Jennifer GaengJun 6, 2026 5 min read

The 'Least Known' World Cup Player Just Gained 750,000 Followers in a Few Days

Tim Payne, football player
Icon Sportswire via AP Images

Tim Payne had 4,715 Instagram followers last week. He now has over 753,000, and the number is still climbing.

The New Zealand defender and Wellington Phoenix player didn't go viral because of a spectacular goal or a controversial moment. He went viral because an Argentine influencer decided to find the most obscure player at the 2026 World Cup and make him famous.

Valen Scarsini, known online as elscarso, posted a video on Instagram and TikTok explaining his mission. He said he went through every team in the tournament looking for the least-known player and, after analyzing them one by one, found his answer — Tim Payne, 32, a defender whose task at the World Cup is to help New Zealand win their first-ever World Cup match. The All Whites have never won one in their history.

"What needs to be done to be the hero of the World Cup? First, follow Tim Payne," Scarsini told his followers in Spanish. "Explode his posts with likes and comments. We need to start naming Tim Payne everywhere."

He also told people to make videos "feeding the legend of Tim Payne" and to post photos with their World Cup sticker of him if they had the official album.
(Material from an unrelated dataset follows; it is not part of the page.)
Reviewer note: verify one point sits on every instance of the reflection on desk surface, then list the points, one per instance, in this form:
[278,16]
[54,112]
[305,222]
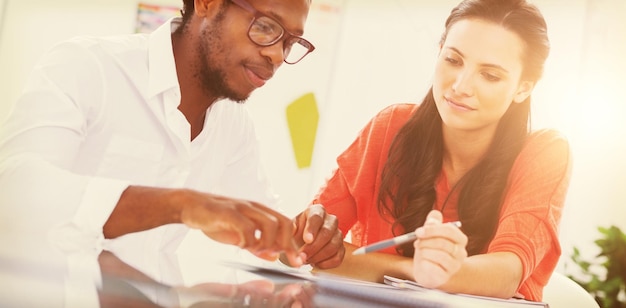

The internet obliged immediately. Payne's March Instagram post celebrating his 50th appearance for the New Zealand national team went from modest engagement to 439,000 likes and nearly 60,000 comments overnight.

Payne noticed.

"Was wondering why my socials were blowing up and found your post, man," he messaged Scarsini. "Appreciate the love! Gracias, hermano."

Who Is Tim Payne?

For most of his career, Payne has been exactly the kind of player Scarsini was looking for — technically accomplished, professionally respected, and almost entirely unknown outside of New Zealand football circles.

Icon Sportswire via AP Images

Tim Payne
Icon Sportswire via AP Images

Born in 1993, Payne has spent the bulk of his club career in New Zealand's domestic league, with his longest and most prominent stint coming at Wellington Phoenix, the country's top professional club and the only New Zealand side competing in Australia's A-League. He is a center-back by trade — a position that rarely generates headlines even for the most famous players in the world. Defenders win matches quietly. Payne has been doing that for years.

His 50th cap for the All Whites, the post that is now buried under nearly half a million likes, was a genuine milestone. Reaching 50 international appearances for any country is a significant achievement, and for a nation as small as New Zealand competing on the global football stage, it represents a career's worth of consistency and commitment.

The All Whites qualified for the 2026 World Cup through the OFC qualification process, earning their place in a tournament expanded to 48 teams for the first time. It is only the third time New Zealand has qualified for a World Cup, following appearances in 1982 and 2010. In both previous tournaments, they went home without a win. In 2010, they famously drew all three of their group stage matches — including a tie against eventual finalist Italy — but a draw is not a win, and the record still stands.

The World Cup's Tradition of Unlikely Heroes

The tournament that kicks off June 11 and runs through July 19 across the United States, Canada, and Mexico has a long history of turning unknown players into international sensations almost overnight. The expanded 48-team format means more nations, more players, and more opportunities for someone nobody has heard of to have the moment that defines a tournament.

Scarsini's campaign taps directly into that tradition. The premise is simple: pick the most anonymous player in the field, build him up before the tournament starts, and hope the story writes itself once the games begin. If Payne makes a key tackle, blocks a shot, or — in the version of events the internet is clearly rooting for — somehow contributes to New Zealand's first-ever World Cup victory, the narrative will be impossible to ignore.

Whether the football matches the fanfare remains to be seen. But Tim Payne is walking into the 2026 World Cup with three quarters of a million people hoping he changes history — which is more than almost anyone expected a week ago.